Three years in, what is a normal UPC win rate? Preliminary injunctions granted ~57%, infringement ~63%, validity attacked successfully in most merits rulings — the base rates that price a settlement.

The Unified Patent Court turned three on 1 June 2026, and the single question every client still asks first — "What's the UPC win rate?" — finally has enough decisions behind it to answer with numbers instead of impressions. Across the UPC decisions our platform has classified, the base rates that drive settlement value are these: preliminary injunctions are granted about 57% of the time, infringement is found in about 63% of merits rulings, and when validity is put in issue on the merits, the patent is revoked, partially revoked, or amended far more often than it is cleanly upheld. None of those is the number a single firm headline gives you, because each headline picks a different denominator. This piece sets out what is actually normal.

That is the point of a base rate. A UPC case is rarely fought to judgment — most resolve by settlement or withdrawal — and the settlement price is set by what each side believes the court would do. Get the base rate wrong and you misprice the case. So here is the definitive "what's normal at the UPC" reference, built on the outcomes our platform has classified rather than on any single firm's headline.

Validity is the patentee's real enemy

The validity row is where careless reading does the most damage. When validity is put in issue on the merits, the patent is left untouched only rarely: across contested-validity outcomes, it is fully revoked, partially revoked, or pushed into amendment far more often than it is cleanly upheld — an 88% adverse rate. When validity is genuinely litigated at the UPC, the patent rarely emerges unscathed.

That 88% is the number a patentee facing a real prior-art case should price against, and it is not the same thing as the court-wide statistics that get quoted in headlines. It covers only the cases where validity was actually litigated to an outcome — a self-selected pool where someone already thought the patent vulnerable. Counting an amended-but-surviving patent as adverse, because the claims narrowed, drives that figure; strip amendments out and the patent is still revoked or partially revoked in about 69% of contested-validity outcomes.
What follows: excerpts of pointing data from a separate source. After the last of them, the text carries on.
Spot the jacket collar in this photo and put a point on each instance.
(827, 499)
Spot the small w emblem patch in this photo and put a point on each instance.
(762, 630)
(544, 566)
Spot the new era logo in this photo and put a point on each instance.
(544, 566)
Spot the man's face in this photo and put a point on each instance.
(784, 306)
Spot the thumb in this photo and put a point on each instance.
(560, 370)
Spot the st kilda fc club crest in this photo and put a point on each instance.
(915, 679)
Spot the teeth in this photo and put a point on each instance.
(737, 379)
This is a different number from the court-wide statistic, and it measures a different thing. The UPC's own framing is of infringement actions as a whole — just over 50% end valid and infringed, about 25% not infringed, and about 25% invalid — but most infringement actions raise no serious validity challenge, so that picture is dominated by cases where validity was never really in play. It describes the whole infringement docket, not the risk to a patentee in a genuinely contested case. Bardehle's published breakdown of the merits is starker still: in infringement main proceedings, patents were maintained as granted in 52% of revocation counterclaims, amended in 16%, fully revoked in 31%; in standalone revocations, amended (38%) outran maintained-as-granted (24%). The lesson is consistent — if you hold the patent, price validity as your primary risk.

The preliminary-injunction base rate, and the divisional spread beneath it

The preliminary-injunction grant rate is the most-quoted base rate, and our number is 57%. That figure pools in the Court of Appeal, where the rate is a lower 50% as appellate review trims outliers; restrict the data to first instance and it rises. As a separate court-wide metric, the UPC reports preliminary injunctions granted "just under 65% at first instance," and Bardehle's first-instance review puts it at 60%.

The average also hides a wide divisional spread: Düsseldorf grants about 68% and the German local divisions combined near 66%. Bardehle adds the useful complement on why preliminary injunctions fail — the leading reasons for denial were insufficient proof of infringement (42%) then validity judged more likely invalid than not (32%), the same two fronts as the merits. The full divisional table is in a companion piece; the headline is that a UPC preliminary injunction is more likely than not to be granted, but the odds swing 20-plus points on forum and on infringement-evidence strength.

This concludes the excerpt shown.